Hi,
In an application I have two nested for-loops.
The outer loop has n=128 iterations, the inner one k=512000.
I measured the best performance when I parallelised the outer one with gang and the inner one with vector.
However, when I skip the first m iterations in the outer loop, this results in a performance behaviour which I don’t understand:
For m=0 and m=1 the time for the whole kernel is about the same.

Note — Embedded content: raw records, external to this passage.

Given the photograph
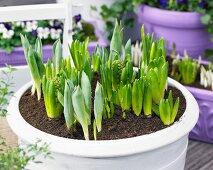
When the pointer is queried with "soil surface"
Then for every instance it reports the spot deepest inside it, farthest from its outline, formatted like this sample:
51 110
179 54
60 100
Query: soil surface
194 84
33 111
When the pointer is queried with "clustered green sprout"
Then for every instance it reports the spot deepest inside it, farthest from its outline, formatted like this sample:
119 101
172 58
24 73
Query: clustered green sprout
185 70
67 88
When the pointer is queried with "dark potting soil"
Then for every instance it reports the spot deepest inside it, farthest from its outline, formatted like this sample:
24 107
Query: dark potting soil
33 111
195 84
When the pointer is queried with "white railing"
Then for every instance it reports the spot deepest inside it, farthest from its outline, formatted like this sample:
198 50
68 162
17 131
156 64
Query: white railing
42 12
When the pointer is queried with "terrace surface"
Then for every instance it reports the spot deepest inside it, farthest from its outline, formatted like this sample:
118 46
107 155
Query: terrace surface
199 155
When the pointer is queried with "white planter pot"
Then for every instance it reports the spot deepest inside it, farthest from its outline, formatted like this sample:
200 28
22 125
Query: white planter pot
164 149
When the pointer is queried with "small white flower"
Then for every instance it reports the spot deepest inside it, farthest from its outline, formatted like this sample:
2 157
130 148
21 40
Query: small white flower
19 24
7 34
31 25
51 23
55 34
2 28
43 33
136 53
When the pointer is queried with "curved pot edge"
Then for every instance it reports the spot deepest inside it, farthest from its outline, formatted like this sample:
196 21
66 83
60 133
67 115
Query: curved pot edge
169 18
101 148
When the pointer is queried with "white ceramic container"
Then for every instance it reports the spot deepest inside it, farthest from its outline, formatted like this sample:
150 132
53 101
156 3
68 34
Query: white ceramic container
163 150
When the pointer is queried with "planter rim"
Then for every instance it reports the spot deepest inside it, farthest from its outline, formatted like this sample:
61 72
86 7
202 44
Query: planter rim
48 46
170 18
201 93
100 149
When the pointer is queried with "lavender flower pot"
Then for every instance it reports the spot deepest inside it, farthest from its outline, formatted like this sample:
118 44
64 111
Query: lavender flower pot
203 130
183 28
17 58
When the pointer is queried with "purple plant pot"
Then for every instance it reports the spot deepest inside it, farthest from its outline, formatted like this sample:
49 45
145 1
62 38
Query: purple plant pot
17 58
203 130
183 28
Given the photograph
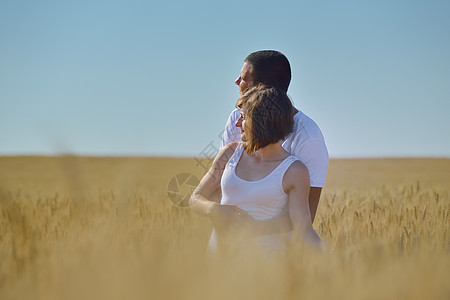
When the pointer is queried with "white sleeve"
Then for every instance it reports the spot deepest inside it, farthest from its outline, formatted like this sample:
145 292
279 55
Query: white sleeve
314 155
231 132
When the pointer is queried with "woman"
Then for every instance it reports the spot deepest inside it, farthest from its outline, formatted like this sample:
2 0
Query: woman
258 178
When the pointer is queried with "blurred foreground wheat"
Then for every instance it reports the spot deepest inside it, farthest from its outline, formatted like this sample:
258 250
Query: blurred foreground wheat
104 228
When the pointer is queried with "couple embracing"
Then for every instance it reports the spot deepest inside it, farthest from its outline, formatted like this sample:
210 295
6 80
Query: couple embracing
264 185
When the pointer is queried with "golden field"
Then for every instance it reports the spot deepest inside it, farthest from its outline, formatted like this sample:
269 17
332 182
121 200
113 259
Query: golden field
104 228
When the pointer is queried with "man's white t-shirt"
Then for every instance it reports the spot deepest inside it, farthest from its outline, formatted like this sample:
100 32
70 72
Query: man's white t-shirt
306 142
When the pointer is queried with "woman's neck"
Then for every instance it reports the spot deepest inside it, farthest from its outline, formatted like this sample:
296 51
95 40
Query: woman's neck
270 153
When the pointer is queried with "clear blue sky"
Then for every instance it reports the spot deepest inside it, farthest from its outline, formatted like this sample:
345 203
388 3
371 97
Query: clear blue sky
146 78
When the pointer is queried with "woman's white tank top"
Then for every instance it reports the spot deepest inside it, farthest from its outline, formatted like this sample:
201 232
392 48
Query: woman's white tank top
262 199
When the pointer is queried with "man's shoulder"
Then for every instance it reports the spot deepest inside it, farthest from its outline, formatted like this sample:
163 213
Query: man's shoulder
305 128
234 115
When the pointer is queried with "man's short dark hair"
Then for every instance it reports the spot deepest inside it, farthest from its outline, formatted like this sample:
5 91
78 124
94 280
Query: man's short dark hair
271 68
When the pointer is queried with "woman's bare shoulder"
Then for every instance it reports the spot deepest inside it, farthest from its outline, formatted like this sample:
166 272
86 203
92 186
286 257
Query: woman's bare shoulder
296 174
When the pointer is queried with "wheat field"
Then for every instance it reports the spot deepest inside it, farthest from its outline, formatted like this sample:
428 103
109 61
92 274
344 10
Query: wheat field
105 228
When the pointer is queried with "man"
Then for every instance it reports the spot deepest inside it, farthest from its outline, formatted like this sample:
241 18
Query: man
306 141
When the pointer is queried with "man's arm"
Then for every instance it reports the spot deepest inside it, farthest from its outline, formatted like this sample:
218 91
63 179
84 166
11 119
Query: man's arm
296 184
314 197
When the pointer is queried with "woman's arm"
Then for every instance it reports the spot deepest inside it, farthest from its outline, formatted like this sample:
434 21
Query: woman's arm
224 217
296 185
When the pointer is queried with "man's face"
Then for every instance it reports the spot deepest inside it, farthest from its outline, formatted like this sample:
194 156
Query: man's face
245 79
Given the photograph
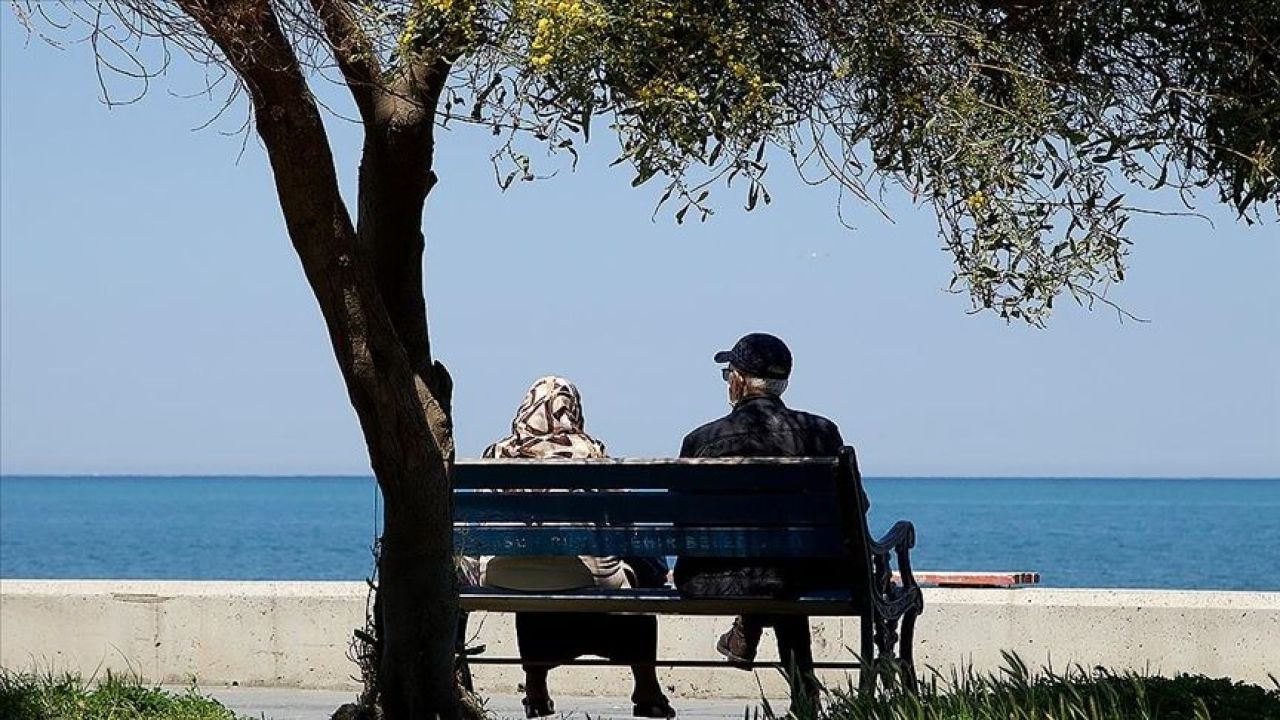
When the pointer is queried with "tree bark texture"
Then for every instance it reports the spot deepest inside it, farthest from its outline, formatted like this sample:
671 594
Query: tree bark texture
368 281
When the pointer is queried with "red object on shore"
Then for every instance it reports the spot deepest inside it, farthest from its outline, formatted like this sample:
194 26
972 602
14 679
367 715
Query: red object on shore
991 579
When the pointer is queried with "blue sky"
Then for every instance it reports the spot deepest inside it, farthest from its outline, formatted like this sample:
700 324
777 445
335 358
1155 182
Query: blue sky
154 318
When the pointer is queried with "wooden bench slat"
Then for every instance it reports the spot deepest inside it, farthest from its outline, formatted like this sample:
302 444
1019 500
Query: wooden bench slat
784 474
654 601
649 541
629 507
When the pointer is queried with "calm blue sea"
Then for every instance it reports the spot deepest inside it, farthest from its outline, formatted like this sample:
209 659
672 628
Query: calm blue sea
1141 533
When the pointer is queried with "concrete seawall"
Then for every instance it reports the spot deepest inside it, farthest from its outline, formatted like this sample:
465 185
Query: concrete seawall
296 634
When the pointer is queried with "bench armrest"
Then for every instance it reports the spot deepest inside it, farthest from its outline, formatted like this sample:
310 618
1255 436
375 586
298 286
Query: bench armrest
900 536
895 547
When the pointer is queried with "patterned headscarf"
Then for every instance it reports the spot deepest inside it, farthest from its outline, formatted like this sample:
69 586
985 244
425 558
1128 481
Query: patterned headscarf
548 424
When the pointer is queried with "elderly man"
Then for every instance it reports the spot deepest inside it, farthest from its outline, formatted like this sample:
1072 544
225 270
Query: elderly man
760 425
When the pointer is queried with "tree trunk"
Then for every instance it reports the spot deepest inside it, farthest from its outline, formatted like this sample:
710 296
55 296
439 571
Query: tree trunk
369 290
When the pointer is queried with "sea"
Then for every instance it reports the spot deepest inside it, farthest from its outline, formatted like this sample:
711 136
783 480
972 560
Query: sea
1074 532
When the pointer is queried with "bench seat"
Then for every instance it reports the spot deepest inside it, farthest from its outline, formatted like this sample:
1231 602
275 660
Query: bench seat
653 601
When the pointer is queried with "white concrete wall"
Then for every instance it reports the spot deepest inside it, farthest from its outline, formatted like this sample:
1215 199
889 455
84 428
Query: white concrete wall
296 634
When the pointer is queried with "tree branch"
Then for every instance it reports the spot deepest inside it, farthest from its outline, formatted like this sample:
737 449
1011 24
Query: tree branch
353 51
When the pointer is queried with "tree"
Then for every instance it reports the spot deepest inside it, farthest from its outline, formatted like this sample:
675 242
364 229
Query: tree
1018 121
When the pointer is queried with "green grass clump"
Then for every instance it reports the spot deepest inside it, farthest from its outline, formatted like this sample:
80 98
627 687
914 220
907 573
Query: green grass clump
68 697
1016 693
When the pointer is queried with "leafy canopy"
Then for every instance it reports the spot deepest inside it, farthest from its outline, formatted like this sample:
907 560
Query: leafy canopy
1020 122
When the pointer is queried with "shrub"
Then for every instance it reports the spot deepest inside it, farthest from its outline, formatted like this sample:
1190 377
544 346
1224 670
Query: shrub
68 697
1018 693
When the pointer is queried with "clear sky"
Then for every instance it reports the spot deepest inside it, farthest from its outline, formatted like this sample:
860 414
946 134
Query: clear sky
154 318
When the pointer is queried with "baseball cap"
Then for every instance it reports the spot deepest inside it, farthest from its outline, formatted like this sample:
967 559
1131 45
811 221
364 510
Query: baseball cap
759 355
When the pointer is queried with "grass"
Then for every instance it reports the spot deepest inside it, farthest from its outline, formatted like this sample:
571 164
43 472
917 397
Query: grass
115 697
1016 693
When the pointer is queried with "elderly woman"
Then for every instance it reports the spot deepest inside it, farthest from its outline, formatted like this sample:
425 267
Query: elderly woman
549 424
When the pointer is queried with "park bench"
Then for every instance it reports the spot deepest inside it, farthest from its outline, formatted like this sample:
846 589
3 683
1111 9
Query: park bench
726 507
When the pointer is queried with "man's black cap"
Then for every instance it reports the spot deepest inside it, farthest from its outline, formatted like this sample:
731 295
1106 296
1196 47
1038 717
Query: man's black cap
759 355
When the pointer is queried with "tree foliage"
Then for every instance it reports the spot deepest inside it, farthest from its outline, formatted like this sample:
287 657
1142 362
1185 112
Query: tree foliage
1022 123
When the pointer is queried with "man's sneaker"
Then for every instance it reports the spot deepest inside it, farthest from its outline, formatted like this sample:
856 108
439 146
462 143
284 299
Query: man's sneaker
739 645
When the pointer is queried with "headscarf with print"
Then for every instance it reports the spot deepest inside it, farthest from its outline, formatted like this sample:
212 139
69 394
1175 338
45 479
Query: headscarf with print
548 424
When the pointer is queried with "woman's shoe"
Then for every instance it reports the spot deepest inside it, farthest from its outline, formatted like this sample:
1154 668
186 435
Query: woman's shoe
538 706
653 710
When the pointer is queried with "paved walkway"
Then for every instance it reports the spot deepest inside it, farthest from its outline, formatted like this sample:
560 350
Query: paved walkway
279 703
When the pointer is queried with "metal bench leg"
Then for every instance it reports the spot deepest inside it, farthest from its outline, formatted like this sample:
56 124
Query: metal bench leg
462 665
906 652
867 673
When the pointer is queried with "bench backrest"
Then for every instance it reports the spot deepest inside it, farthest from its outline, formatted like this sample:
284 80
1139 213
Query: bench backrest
731 507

For m = 2 the time reduces to the half and stays about the same for m = 3, …, m = 127.
Here is a runnable code:
int main () {
const int n = 128;
const int k = 512000;
double mat[n * k];
double res[n];
int i;
for (i = 0; i < n * k; i++) {
mat[i] = 2.1337;
}
#pragma acc data copyout(res[0:n]) copyin(mat[0:n*k])
{
int m;
for (m = 0; m < n; m++) {
double start = omp_get_wtime();
#pragma acc parallel present(res[0:n])
#pragma acc loop gang
for (i = m; i < n; i++) {
int j;
double sum = 0.0;
#pragma acc loop vector reduction(+:sum)
for (j = 0; j < k; j++) {
sum += pow(mat[i * k + j], i);
}
res[i] = sum;
}
double end = omp_get_wtime();
printf("m = %d, time = %fms\n", m, (end - start) * 1.0e3);
}
} /* acc data */
return 0;
}
In a similiary CUDA implementation the time decreases with increasing m - as I would expect.
Why does OpenACC behave different here?
Thanks,
Fabian